The Most Important Work You Will Ever Do
To forgive another is to set a prisoner free, then realize the prisoner is you. ~ Lewis Smedes
In the fourth blog post from my forthcoming book The Path to a Peaceful Heart, we take a look at possibly the MOST important work one can do in his/her life….the work of Forgiveness. Today, we examine the C in the PEACE process, a culmination of steps I took over a thirty year period to find understanding, clarity, and finally peace from childhood adversity.
The PEACE process can be applied to anyone’s life in any set of troublesome circumstances. It is a universal model to use and apply to your own situation for tremendous perspective and insight. The PEACE process also provides a helping hand for those who have struggled to find awareness and understanding from the tough times that life has dealt them.
The Path to a Peaceful Heart will pull you up to a higher place in your life.
The fourth step in the time tested PEACE process is:
Claim Your Freedom through Forgiveness of Another – (Excerpt from THE PATH TO A PEACEFUL HEART)
There’s only one technique I know for finally closing off your toxic connection to another person, and it’s a technique that you, if you’re like me, are going to loathe the idea of.
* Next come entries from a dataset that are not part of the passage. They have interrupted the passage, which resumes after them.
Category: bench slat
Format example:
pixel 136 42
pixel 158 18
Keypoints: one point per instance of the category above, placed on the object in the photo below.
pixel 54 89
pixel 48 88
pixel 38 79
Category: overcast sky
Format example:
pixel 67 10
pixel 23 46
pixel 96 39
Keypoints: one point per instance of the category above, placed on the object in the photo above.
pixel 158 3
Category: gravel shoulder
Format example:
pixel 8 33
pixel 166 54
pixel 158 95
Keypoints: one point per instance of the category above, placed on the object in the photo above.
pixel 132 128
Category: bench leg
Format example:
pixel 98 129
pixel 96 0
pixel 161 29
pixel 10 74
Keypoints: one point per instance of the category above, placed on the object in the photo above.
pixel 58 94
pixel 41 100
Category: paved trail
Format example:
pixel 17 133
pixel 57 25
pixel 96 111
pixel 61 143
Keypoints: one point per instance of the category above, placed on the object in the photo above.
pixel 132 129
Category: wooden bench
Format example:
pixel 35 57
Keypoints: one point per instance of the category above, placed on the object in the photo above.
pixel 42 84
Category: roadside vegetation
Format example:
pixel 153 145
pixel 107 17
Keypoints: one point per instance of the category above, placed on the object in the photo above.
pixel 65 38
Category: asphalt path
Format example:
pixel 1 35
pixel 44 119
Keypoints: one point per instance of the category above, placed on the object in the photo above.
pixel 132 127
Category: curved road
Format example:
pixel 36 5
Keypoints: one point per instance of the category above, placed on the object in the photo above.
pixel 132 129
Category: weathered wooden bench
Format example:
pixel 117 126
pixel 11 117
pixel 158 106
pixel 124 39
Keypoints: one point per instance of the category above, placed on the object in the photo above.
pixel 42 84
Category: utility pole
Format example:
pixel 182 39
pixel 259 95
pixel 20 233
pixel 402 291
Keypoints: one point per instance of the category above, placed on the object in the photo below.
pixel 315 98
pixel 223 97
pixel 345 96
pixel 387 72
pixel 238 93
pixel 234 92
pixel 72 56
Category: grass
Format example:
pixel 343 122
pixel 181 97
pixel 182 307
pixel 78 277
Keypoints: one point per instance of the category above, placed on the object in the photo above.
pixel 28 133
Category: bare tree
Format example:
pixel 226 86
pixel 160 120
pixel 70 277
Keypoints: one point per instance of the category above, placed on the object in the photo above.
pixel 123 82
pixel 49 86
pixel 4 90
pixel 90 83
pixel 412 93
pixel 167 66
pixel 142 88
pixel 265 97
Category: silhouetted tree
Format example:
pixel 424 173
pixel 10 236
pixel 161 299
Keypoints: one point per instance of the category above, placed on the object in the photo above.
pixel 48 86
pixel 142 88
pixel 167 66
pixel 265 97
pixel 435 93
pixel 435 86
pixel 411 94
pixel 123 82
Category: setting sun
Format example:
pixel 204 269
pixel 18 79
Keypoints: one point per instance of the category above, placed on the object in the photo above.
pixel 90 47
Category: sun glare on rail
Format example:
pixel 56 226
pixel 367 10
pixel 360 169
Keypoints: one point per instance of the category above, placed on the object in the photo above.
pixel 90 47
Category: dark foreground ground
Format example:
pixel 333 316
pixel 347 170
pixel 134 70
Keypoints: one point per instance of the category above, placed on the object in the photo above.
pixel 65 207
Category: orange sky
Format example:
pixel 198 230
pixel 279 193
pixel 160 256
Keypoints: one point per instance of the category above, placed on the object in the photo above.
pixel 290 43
That technique is forgiveness.
No, it’s not letting them off the hook. It’s not about giving them something they don’t deserve. In fact, forgiveness, as I mean it, is not about them at all.
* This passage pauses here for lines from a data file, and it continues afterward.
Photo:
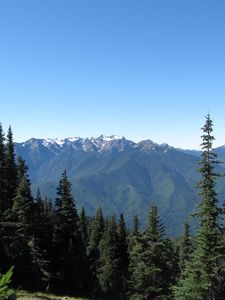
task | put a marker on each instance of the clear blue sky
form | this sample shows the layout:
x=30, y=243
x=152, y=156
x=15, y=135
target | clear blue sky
x=142, y=69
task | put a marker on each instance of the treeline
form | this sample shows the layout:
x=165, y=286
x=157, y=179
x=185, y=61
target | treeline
x=56, y=249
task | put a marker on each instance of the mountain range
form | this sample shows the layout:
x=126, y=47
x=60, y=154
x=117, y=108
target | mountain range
x=120, y=175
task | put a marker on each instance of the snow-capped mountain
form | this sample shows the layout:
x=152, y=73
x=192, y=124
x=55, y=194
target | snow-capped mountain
x=119, y=175
x=100, y=144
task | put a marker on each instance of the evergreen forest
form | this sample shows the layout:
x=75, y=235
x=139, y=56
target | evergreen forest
x=50, y=246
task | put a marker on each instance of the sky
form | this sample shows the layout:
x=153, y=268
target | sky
x=143, y=69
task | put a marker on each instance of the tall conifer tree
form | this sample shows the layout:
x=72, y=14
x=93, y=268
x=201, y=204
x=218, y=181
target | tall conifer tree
x=10, y=170
x=203, y=276
x=2, y=172
x=67, y=244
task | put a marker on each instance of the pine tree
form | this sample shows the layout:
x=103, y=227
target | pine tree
x=2, y=173
x=93, y=253
x=83, y=226
x=186, y=247
x=123, y=254
x=10, y=170
x=203, y=277
x=20, y=253
x=68, y=249
x=109, y=270
x=152, y=259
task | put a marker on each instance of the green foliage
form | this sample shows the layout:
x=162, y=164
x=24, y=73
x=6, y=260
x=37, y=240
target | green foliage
x=6, y=293
x=203, y=276
x=109, y=271
x=153, y=261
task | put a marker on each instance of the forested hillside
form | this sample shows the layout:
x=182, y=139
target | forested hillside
x=120, y=176
x=58, y=249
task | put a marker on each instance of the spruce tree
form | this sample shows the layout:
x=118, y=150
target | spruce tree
x=68, y=249
x=109, y=269
x=186, y=247
x=20, y=252
x=152, y=259
x=123, y=254
x=10, y=170
x=203, y=276
x=2, y=173
x=93, y=252
x=83, y=226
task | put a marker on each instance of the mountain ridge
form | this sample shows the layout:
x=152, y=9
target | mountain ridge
x=119, y=175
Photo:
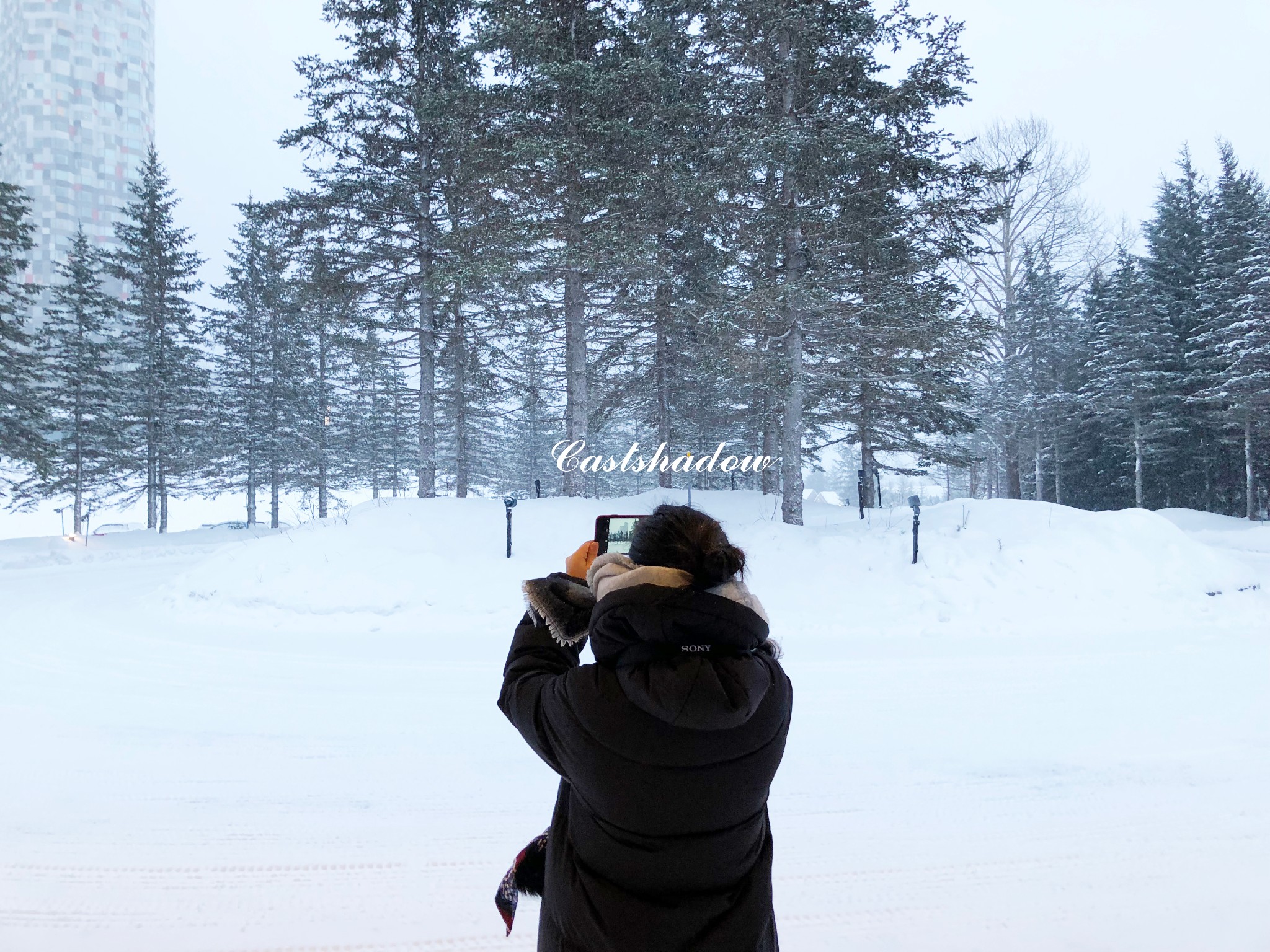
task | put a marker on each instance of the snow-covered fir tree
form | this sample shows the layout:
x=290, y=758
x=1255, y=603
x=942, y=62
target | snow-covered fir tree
x=167, y=391
x=1130, y=376
x=20, y=400
x=86, y=385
In fact, the true essence of forgiveness is letting yourself off the hook – the hook of the toxic shame and fear that is eating your present self alive. It’s not about giving them freedom from the consequences of their actions; it’s about giving YOU the freedom from the consequences of their actions.
How to Forgive Another
Although larger issues take a full eight step process, you can begin to forgive anyone of anything with a quick three step action plan. Here’s how:
1. Hand over responsibility back to its original owner. It was never about you to begin with. Decide to give the stuff back. “I’m not going to carry this within me anymore! This is yours now!”
2. Change your expectation that it ever was going to be different than it was. “I would have preferred you did the right thing. You didn’t. I’m changing my expectation of this and letting go now.”
3. Take a few deep breaths and let go. Say the words, “I forgive you and I forgive all of it.” Your mental and emotional health is what’s at stake here. Not theirs. Let go for you. Lastly, find something good in them.
Once you’re done, sit quietly for a few moments and savor the stuck feeling slipping away for good, and the feelings of acceptance, gratitude, and lightness taking its place. This is the path to a clear conscience and sound mental, physical, and emotional health!